Gus Poyet thrust his side head-first into the deep end at White Hart Lane by accommodating Jermain Defoe in a radically fresh system, rather than opting for the soft sell of a diamond midfield or tweaked front-line.

The principal has now been set. Defoe has to play in a front two, barring exceptional circumstances.

The big question now is who partners him in attack.

Poyet’s three contenders were all on show at Spurs. None made a convincing case to be the regular foil for Sunderland’s high-profile new signing.

Now it will perhaps take a while for Sunderland’s frontmen to get used to playing in an orthodox strike partnership again after Poyet’s 15-month reign has predominantly been marked by a lone targetman.

In Danny Graham’s case, he needs to get used to playing in a red and white shirt again full-stop after a shock resurrection from the ranks of Sunderland’s dead men.

But there is a key position very much up for grabs.
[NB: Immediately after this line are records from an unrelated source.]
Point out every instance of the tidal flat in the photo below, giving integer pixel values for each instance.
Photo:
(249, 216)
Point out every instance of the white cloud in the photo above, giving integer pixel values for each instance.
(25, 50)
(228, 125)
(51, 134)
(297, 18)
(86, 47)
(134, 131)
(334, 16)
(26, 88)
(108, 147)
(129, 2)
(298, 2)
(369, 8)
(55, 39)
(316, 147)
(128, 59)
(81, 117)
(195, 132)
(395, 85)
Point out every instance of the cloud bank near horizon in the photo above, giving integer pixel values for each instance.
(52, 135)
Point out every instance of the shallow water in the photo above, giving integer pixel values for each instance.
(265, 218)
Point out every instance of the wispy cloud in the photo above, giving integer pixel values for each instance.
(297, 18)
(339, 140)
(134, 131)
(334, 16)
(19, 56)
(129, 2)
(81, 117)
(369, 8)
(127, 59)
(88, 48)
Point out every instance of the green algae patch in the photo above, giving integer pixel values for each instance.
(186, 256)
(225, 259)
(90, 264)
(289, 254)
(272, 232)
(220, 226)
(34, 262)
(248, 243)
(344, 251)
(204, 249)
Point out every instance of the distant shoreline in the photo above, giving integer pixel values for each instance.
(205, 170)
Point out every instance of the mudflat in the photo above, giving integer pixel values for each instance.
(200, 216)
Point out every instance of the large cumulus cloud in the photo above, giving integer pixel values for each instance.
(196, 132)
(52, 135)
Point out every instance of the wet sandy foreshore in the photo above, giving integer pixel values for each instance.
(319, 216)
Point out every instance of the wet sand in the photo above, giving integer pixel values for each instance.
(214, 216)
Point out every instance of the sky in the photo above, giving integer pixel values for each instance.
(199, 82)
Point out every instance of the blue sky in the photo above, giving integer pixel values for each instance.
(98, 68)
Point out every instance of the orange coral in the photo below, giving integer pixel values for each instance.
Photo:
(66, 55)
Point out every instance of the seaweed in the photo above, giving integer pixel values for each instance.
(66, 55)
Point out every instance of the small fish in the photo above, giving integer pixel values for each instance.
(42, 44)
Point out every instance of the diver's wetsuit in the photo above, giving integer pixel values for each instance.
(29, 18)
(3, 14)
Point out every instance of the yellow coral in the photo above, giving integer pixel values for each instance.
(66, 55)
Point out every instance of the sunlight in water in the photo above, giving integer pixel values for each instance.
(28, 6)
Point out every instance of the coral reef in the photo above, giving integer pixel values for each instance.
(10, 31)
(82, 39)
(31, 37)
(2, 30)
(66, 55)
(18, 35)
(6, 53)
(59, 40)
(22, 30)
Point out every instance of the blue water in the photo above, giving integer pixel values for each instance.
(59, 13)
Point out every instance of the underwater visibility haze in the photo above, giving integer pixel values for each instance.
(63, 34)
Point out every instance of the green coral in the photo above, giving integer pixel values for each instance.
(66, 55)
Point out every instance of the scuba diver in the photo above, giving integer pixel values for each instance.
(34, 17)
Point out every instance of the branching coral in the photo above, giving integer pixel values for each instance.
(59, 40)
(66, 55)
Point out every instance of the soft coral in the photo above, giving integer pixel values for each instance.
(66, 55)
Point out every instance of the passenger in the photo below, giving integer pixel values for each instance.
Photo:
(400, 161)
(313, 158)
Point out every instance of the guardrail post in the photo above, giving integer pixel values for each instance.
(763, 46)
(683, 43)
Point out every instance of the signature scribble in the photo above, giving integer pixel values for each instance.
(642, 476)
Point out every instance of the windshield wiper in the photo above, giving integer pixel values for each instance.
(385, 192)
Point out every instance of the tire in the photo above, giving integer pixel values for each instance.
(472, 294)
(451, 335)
Despite his awful first half miss last weekend, Steven Fletcher remains in pole position to partner Defoe and there were encouraging signs in the first half at Spurs.

While Fletcher’s execution was poor, his movement wasn’t.

The Scot is an intelligent player, but lacks the pace to get in behind a defence.

Defoe does that and frees up Fletcher to drop deep, hold the ball up and get on the end of crosses. There is clearly the potential for them to complement each other.

If Fletcher can regularly reproduce his performance from the Tyne-Wear derby too, Sunderland’s attack will suddenly look far more potent, with a fresh face up there to take the glut of chances which were spurned against Newcastle.

Where does that leave Connor Wickham though?

Sporting director Lee Congerton spent many patience-sapping hours over the Autumn orchestrating a new contract for Wickham – rightly regarded as one of the club’s brightest assets after beginning to make good on his potential.

The £8million frontman is not suddenly going to revert to the bit-part role that he was confined to for the first two-and-a-half years of his Sunderland career.

But Wickham’s best performances this season have come as a makeshift left-sided forward, rather than in his favoured central role.

When he played down the middle against Manchester City and Liverpool – or for the last half-hour on Saturday – he made no impression whatsoever.

As ever though, Wickham’s age is almost always overlooked. At 21, he’s still going to suffer from inconsistency.

And after playing regular Premier League football over a sustained period for the first time in his career, perhaps he simply needs a breather.

Graham is fresh, but is he up to the job? There’s been one emphatic answer to that question since his arrival for a big five million quid two years ago.

The 29-year-old hasn’t indicated he is the solution for Sunderland during his loan spells away from the Stadium of Light either after the Black Cats have been unable to shift him permanently.

One goal in 20 appearances for Hull, a more reasonable six in 18 for Middlesbrough and one in five for Wolves before Christmas.

The latter are understood to have been distinctly unimpressed by Graham, hence the decision not to extend his loan spell at the turn of the year.

But while Graham spurned two glorious chances against Spurs – albeit the latter was kept out by a smart save from Hugo Lloris – he has made life awkward for defenders in his two successive substitute appearances.

If Poyet is going to persist with two up front too, he will need four available strikers.

There are other question marks for the short-term future of 3-5-2.

Is there enough pace in the back three? Where does Lee Cattermole feature when fit? What happens if Patrick van Aanholt gets injured?

But when goals have so evidently been a problem for Sunderland this season, Poyet needs two players up front capable of getting on the scoresheet.

This weekend’s FA Cup clash provides an opportunity to further develop an understanding up front – crucial ahead of one of THE defining games of the season against Burnley seven days later.

Ultimately though, Defoe’s partner will be decided by that simplest of barometers – goals.